The ecosystem is fractured, and a brand’s survival is often dependent on how well they navigate that complicated landscape. Project founders spending time interacting with the community can have a major impact. Building with a long-term strategy in mind makes sense, but this can also lead to holders feeling unheard. Projects that are community-driven, like Genuine Undead, can be aligned with holder incentives in everything from social media conversations moderating on Discord and collectively informing decisions on what to build next. By keeping ideation open-sourced and emphasizing an iterative process, projects have the ability to keep the community culture vibrant and highly engaged—both before and after a product or feature is shipped.
Despite bearish market conditions, loyal holders want projects that will show them affection: They want personalized interactions tailored to their tastes, habits and lifestyles. It is essential to coordinate with highly motivated community leaders and find ways to engage the rest of the holders as well. Projects looking to engage early evangelists, who’ve likely developed rising reputations, must interact with them in more ways.

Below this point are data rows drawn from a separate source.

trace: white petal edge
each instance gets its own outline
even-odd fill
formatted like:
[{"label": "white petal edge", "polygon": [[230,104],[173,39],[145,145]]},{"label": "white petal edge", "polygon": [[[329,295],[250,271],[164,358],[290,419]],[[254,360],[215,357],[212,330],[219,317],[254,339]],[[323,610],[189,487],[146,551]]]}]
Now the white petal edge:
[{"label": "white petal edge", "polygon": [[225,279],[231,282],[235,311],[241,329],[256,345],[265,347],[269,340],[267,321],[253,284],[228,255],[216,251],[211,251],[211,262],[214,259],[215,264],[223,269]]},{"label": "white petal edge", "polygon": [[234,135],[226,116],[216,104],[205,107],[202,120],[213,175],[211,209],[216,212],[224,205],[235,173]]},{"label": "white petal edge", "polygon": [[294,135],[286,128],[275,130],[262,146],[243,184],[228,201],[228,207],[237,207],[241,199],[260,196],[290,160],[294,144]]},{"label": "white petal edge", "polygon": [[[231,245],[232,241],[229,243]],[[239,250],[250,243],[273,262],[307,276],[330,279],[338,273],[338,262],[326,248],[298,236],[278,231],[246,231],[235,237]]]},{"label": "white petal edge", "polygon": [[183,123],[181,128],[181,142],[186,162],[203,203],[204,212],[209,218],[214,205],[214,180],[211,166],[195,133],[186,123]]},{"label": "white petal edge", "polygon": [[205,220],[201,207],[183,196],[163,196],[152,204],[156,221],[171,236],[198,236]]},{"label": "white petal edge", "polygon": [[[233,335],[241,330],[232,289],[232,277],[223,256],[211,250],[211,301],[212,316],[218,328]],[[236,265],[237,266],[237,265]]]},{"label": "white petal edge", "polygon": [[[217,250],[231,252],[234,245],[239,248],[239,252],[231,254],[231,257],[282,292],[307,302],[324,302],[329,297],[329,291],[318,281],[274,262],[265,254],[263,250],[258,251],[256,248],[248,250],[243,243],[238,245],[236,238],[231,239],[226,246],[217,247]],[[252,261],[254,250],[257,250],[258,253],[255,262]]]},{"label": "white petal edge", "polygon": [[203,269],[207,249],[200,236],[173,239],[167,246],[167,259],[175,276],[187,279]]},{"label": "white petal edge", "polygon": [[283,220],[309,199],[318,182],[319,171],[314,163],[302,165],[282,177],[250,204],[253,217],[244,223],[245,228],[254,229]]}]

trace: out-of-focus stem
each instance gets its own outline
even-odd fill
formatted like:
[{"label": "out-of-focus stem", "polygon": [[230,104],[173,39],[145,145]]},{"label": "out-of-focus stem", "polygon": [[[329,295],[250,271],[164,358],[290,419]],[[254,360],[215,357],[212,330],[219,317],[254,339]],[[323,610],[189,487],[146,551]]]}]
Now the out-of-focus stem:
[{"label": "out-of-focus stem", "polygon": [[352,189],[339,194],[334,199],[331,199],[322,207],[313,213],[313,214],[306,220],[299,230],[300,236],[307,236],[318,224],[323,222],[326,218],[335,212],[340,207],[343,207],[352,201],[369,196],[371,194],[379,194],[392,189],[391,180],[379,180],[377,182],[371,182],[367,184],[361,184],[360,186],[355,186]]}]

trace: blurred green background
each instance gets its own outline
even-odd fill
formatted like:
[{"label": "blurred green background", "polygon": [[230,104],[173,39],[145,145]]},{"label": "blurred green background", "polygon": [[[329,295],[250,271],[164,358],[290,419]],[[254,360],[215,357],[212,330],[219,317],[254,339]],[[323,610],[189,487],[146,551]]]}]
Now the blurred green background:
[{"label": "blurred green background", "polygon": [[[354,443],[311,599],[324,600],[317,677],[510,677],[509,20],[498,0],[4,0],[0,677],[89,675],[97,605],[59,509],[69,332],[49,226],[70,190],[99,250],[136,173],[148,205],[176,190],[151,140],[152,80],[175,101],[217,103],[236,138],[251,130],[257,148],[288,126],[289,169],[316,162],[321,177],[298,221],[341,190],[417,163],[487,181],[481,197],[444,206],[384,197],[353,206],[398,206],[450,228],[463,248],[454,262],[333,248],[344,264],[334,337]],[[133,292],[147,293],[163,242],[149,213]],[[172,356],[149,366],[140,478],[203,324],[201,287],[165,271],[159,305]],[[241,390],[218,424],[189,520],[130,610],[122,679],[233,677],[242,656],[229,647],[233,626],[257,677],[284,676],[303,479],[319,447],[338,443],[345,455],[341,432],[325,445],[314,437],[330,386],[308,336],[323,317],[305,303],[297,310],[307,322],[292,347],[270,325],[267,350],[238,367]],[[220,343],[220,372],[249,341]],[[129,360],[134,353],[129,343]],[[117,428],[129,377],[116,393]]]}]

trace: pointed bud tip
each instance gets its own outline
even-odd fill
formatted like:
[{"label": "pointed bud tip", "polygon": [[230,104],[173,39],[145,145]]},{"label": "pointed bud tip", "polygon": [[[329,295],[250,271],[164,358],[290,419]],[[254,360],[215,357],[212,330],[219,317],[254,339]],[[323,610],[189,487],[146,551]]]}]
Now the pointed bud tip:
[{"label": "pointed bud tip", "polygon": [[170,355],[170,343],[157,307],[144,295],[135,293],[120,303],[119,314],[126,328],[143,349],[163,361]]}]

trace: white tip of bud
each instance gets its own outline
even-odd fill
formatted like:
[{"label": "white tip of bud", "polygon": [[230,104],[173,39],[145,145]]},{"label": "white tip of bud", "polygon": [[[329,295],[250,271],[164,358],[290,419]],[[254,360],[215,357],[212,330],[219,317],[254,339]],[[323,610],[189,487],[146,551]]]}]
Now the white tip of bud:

Brand DNA is authenticity at its most powerful, and a smart project will seek out a brand DNA that helps inform all its decisions, from product development to hiring, partnerships and influencer management. NFT projects that focus on defining and explicitly communicating their unique points of differentiation, their DNA, are the ones that will stand out among the noise, creating loyalty and deep emotional connections with holders that can withstand evolving trends and macro downturns.